Tranne il passaggio in Sardegna, che di fatto segna la nascita del collettivo del manifesto nell’isola.

IN SARDEGNA Pintor ritorna che ha quarantuno anni, nel 1966, come coordinatore della segreteria regionale del Pci. In un’intervista rilasciata nel 1977 ad Anna Maria Pisano, moglie di Salvatore Chessa, così Luigi ricorda: «La mia esperienza politica in Sardegna fu un esilio. Non capitai nell’isola per mia scelta o perché il mio lavoro lì fosse in qualche modo necessario. Ci capitai in conseguenza dell’XI congresso del Pci e della sconfitta, in quel congresso, delle posizioni politiche di Pietro Ingrao e della sinistra interna di cui facevo parte. Venni cioè spedito in Sardegna perché una diaspora degli oppositori rendeva più difficile il proseguimento della battaglia interna che avevamo ingaggiato. E nel mio caso fu scelta la Sardegna sia perché molto periferica sia perché ci avevo vissuto da ragazzino e questo offriva una giustificazione formale. Il Pci sardo era così sordo ai fermenti giovanili e intellettuali e al malessere di base già nell’aria prima del Sessantotto che la mia presenza, il fatto che dicessi cose diverse, bastò a fare di me un punto di riferimento e anche di stimolo per i quadri più giovani, intellettualmente più vivaci e meno conformisti. O anche per quei compagni che, per le ragioni le più diverse, si trovavano già in polemica con il gruppo dirigente locale».

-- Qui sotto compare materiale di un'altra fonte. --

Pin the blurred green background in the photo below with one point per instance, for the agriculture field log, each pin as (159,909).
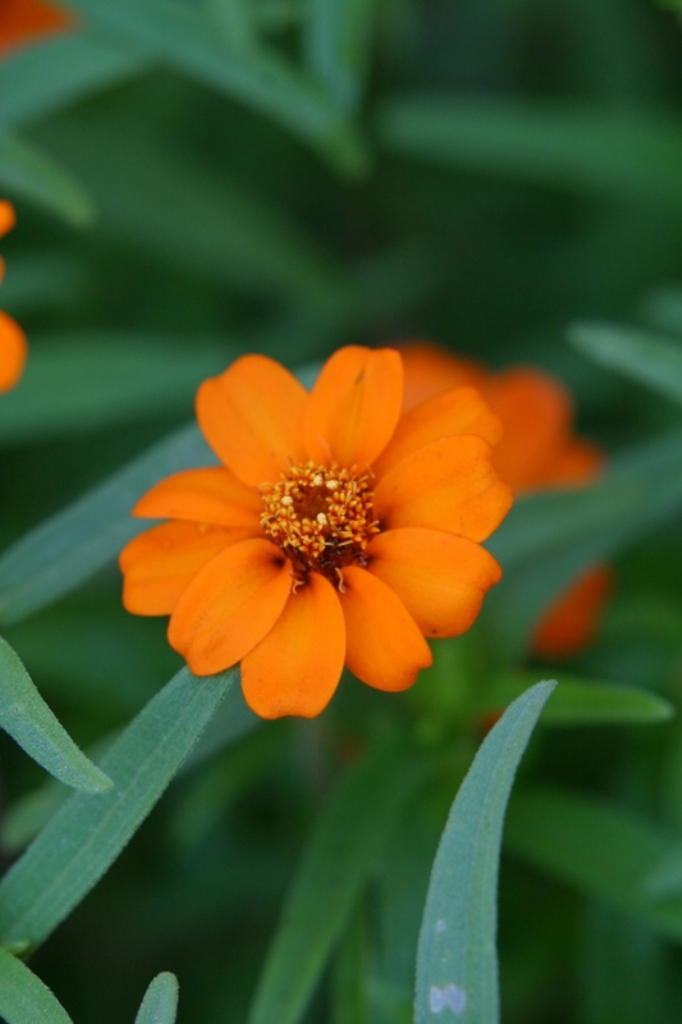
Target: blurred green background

Per Pintor l’impegno della sinistra andava fatto vivere a livello sociale, ancorandolo alla prospettiva di un cambiamento radicale della società sarda. Un lavoro non facile, con tante vischiosità da sciogliere e tante resistenze da superare, in un periodo, gli anni che vanno dal 1966 al 1969, di intensa lotta politica dentro e fuori il Pci.

LA NASCITA di una giovane classe operaia nei poli industriali di Porto Torres e di Sarroch smuove molto dentro il partito. Così come il saldarsi del movimento studentesco con le rivendicazioni di pastori e contadini non più disposti a sopportare il dominio assoluto della rendita fondiaria nelle campagne. A questo si aggiunge la crescita, anche in Sardegna, di un vasto arcipelago di realtà di movimento legate al maturare di una coscienza femminista e ambientalista. Tutto ciò confluisce, a Cagliari, nel lavoro di organizzazione e di mobilitazione politica della sezione Lenin del Pci, che, specie dopo l’arrivo nell’isola di Pintor, diventa il punto di riferimento della battaglia di rinnovamento all’interno del partito. Operai, donne, giovani, studenti, intellettuali iscritti alla Lenin diventano, in quegli anni, un nucleo molto combattivo impegnato a legare l’iniziativa politica del Pci alle domande che i movimenti in atto nella società ponevano con determinazione. E quando Pintor, nel novembre del 1969, viene radiato dal Pci insieme al gruppo della nuova sinistra, gli iscritti alla Lenin passano in massa al collettivo che si raccoglie prima attorno alla rivista il manifesto e poi al quotidiano. Tirandosi dietro molte adesioni nelle altre città dell’isola ma anche tra i circoli giovanili che allora animavano la vita politica e culturale delle zone più interne dell’isola.

DIETRO LE BATTAGLIE di quegli anni c’era una visione della politica e del ruolo della sinistra che, tra mille tempeste, il collettivo del manifesto ha continuato sino ad oggi a rappresentare e nella quale oggi in Sardegna ancora si riconosce, insieme a un nucleo forte di comunisti senza partito, un campo di forze sociali e intellettuali che, di fronte a un mondo che non ha per niente smesso di girare storto, sono impegnate in vari modi a elaborare una prospettiva di mutamento radicale. Un universo per il quale il ritorno, sia pure temporaneo, del manifesto nelle edicole sarde è una festa.